(Маленькое отступление на тему национализма, чуть ехидное. Ярый польский националист пан Сенкевич не имел в жилах ни капли собственно польской крови. Мать у него – литвинка, отец – потомок когда-то осевших в Польше татар. С националистами в самых разных странах так частенько случается.)
Вернемся в середину XVII века, на берега Днепра. Правобережную (т. е. Западную) Украину Речь Посполитая удерживала за собой прочно. После Люблинской унии началась форменная колонизация ее поляками. Задачу полякам облегчало то, что русская православная знать, как ее собратья во многих странах, думала в первую очередь о собственном благе – и ради сохранения своих порою огромных земельных владений и нешуточных дворянских привилегий в большинстве своем перешла в католичество, понемногу ополячилась, а ее потомки уже были верными вассалами польской короны.

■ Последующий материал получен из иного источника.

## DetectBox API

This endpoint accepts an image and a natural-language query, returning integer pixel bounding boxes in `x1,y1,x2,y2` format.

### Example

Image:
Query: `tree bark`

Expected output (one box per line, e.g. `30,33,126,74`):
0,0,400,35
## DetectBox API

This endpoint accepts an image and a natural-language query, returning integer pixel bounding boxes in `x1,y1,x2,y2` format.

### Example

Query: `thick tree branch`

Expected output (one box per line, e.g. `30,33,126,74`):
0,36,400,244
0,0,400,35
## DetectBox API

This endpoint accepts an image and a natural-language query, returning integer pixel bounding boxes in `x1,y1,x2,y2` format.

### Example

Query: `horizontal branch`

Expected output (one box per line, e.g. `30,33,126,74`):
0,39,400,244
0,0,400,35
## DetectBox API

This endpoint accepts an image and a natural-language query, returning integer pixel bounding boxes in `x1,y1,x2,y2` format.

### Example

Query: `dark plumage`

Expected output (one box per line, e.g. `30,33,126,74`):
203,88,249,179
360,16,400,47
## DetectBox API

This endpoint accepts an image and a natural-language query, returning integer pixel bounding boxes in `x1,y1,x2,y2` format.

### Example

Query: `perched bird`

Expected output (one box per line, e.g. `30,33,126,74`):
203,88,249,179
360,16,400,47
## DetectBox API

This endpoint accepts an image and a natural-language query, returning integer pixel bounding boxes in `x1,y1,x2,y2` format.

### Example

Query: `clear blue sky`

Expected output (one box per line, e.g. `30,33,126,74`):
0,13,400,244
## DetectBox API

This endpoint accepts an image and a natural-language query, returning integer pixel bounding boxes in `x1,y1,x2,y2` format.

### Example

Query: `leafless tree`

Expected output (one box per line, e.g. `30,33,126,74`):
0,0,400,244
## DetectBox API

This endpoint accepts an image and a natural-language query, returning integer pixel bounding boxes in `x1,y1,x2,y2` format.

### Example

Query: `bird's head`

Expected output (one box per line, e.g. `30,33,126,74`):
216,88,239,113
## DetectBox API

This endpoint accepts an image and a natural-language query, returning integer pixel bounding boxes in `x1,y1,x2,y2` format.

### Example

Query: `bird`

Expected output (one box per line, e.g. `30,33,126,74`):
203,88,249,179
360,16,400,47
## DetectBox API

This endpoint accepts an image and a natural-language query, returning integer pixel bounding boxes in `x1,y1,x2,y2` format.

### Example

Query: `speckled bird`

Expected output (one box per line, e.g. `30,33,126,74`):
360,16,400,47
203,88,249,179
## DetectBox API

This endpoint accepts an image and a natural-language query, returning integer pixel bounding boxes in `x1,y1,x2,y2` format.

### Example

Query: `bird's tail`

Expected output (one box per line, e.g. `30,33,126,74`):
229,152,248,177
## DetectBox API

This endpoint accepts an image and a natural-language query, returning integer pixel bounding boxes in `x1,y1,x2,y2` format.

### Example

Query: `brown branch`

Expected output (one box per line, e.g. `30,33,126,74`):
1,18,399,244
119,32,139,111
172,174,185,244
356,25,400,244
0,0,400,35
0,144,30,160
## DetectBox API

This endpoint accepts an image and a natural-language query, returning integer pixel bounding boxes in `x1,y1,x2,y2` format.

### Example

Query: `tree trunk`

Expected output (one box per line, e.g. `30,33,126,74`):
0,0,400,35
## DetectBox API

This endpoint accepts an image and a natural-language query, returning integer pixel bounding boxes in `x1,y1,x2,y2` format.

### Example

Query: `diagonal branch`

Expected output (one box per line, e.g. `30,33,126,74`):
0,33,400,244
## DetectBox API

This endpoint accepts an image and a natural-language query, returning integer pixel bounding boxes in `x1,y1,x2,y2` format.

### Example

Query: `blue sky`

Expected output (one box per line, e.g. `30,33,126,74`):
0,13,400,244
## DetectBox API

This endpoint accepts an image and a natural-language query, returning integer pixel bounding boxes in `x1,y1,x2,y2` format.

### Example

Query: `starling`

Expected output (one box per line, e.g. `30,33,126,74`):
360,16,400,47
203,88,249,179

А вот на Левобережье (нынешней Восточной Украине) существовали, конечно, не государства, но две относительно независимых области: так называемая Гетманская Украина (гораздо менее известная большинству) и Запорожская Сечь, известная значительно больше. Население Гетманщины в значительной степени состояло из казаков, а Запорожская Сечь – целиком из них. На Гетманщине хватало простых землепашцев и ремесленников, а вот Сечь никакого хозяйства не вела (кроме разве что винокурения) и занималась исключительно «козакованием», то есть набегами на соседей.

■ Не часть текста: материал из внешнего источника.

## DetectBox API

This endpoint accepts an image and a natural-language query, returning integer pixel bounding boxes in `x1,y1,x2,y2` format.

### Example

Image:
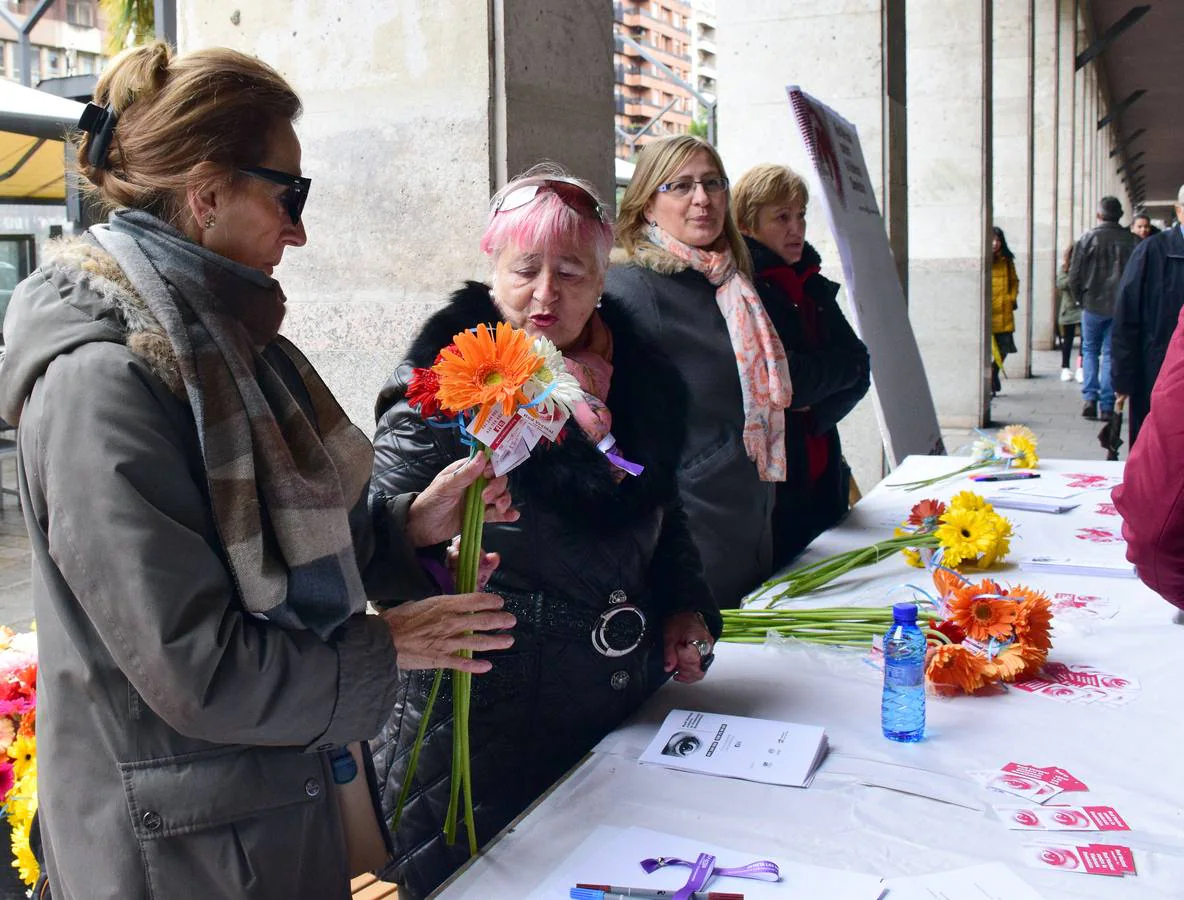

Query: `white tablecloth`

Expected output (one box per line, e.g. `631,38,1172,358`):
440,457,1184,900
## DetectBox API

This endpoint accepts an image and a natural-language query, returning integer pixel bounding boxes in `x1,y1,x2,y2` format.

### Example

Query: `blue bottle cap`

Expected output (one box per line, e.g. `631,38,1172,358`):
892,603,916,625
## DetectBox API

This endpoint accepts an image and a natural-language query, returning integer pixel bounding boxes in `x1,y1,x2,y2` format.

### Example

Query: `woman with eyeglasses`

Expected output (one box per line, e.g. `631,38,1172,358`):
373,166,720,900
0,44,514,900
605,135,792,608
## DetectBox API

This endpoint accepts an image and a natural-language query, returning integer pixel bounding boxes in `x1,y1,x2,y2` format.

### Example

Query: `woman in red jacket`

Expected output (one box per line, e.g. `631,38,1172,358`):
1114,311,1184,609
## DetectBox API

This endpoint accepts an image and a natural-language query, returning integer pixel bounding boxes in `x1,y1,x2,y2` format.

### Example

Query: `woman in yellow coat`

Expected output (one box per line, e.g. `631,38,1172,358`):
991,229,1019,397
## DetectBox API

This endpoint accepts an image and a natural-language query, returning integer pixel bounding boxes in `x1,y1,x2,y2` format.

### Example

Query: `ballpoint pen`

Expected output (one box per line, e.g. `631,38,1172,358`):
570,883,744,900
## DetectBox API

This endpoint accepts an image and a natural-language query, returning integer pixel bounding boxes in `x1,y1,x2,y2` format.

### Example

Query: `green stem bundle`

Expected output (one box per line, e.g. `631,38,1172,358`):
759,532,940,605
391,446,489,856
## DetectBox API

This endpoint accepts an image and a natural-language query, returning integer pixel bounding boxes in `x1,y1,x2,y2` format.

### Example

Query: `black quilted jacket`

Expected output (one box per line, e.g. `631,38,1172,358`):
372,282,720,900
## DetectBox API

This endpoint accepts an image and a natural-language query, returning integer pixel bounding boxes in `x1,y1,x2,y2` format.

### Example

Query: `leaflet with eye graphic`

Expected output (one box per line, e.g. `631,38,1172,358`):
641,709,828,788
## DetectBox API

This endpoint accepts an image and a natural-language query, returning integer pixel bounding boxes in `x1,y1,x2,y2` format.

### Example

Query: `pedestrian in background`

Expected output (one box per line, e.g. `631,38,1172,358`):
991,227,1019,397
733,163,870,568
1056,245,1082,384
1069,197,1139,419
1113,186,1184,452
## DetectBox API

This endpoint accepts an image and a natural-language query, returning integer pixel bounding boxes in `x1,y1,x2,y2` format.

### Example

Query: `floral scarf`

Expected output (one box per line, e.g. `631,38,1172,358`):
646,225,793,481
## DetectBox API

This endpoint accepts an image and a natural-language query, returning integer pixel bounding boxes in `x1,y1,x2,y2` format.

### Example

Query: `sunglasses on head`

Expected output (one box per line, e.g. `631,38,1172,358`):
489,178,609,224
239,166,313,225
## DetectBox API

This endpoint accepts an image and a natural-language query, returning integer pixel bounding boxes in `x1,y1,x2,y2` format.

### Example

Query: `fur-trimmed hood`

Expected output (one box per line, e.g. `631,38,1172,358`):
0,236,185,424
375,282,688,528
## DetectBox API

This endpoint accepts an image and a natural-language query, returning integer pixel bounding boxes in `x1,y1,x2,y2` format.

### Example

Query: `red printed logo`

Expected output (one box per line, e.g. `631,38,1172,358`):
1073,528,1122,544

«Вольное козачество» постепенно сформировалось как раз в Диком поле, пусть никому не принадлежавшем, но и не безлюдном вовсе. Природа пустот, как известно, не терпит, и эти места привлекали немало рискового народа, которому нравились как раз полное безвластие и возможность жить вольно. Часть из них существовала охотой и рыбной ловлей, пряча свои хибарки в глубоких оврагах и других потаенных местах, чтобы не привлекать внимания татар (что красочно описано у Сенкевича в «Огнем и мечом»). Другая, пожалуй что, большая часть, подобное «растительное» существование презирала. Для людей определенного склада гораздо интереснее было жить грабежами – в тех местах и татары гоняли свои стада, и купцы частенько проезжали, так что поживиться было где и чем…
Постепенно, в течение десятилетий из тех, кто промышлял не удочкой или сохой, а саблей, сложилась немаленькая группировка, именовавшая себя «казаками». Слово «казак» вообще-то тюркское, но ничего удивительного в этом нет: среди казаков хватало и тюрок, обосновавшихся в Диком поле из-за того же стремления к абсолютной вольности. Не зря в свое время у турок был отмечен интересный обычай: захваченных в плен казаков они сразу же сортировали на славян и тюрок. Первым обычно без затей рубили головы, а вот вторым приходилось помучиться…
Запорожская Сечь являла собой образец совершеннейшей демократии: предводителей-атаманов выбирали всеобщим голосованием. Правда, это еще не означает, что голосование проходило чинно-благородно, – сплошь и рядом в сопровождении ожесточенной перебранки, а то и драк, как на кулачках, так и на саблях. Знаменитый впоследствии службой у Петра I шотландец Патрик Гордон, оказавшийся свидетелем одной из «предвыборных кампаний», подробно описал в своих мемуарах, как сторонники двух кандидатов схватились столь ожесточенно, что разнять их уговорами не было никакой возможности. Некий казачий полковник прекратил это безобразие, лишь велев бросить в дерущихся несколько ручных гранат – примитивных по сравнению с нынешними, но достаточно убойных. Такая вот грустно-веселая была демократия…
Правда, выборного атамана в любой момент, если чем-то пришелся не по нраву, могли сбросить столь же легко, как и выбрали, а то и «посадить в воду», иначе говоря – утопить как котенка. Подобная ситуация моментальной смены власти подробно описана Гоголем: прибывшему в Сечь Тарасу Бульбе категорически не понравился тогдашний атаман – поскольку запрещал казакам ходить в набеги на татар, ссылаясь на то вздорное обстоятельство, что с ними был заключен мирный договор. «Да какие ж с басурманами могут быть договоры?» – с циничным простодушием взревел славный Тарас и «пошел в народ»: выкатил пару бочек горилки, провел разъяснительную работу… Очень быстро произошли новые выборы, в результате которых появился новый атаман, соглашавшийся с Тарасом, что с басурманами никаких договоров не может быть в принципе, а потому – хлопцы, на конь!
В Гетманщине, где существовала кое-какая администрация и подобие писаного законодательства, было гораздо меньше буйства и «шалостей», но и гетман был фигурой выборной – и, как в Сечи, мог волей избирателей лишиться своего поста, правда, в результате более сложных процедур, чем те предвыборные технологии, которые применял Тарас Бульба.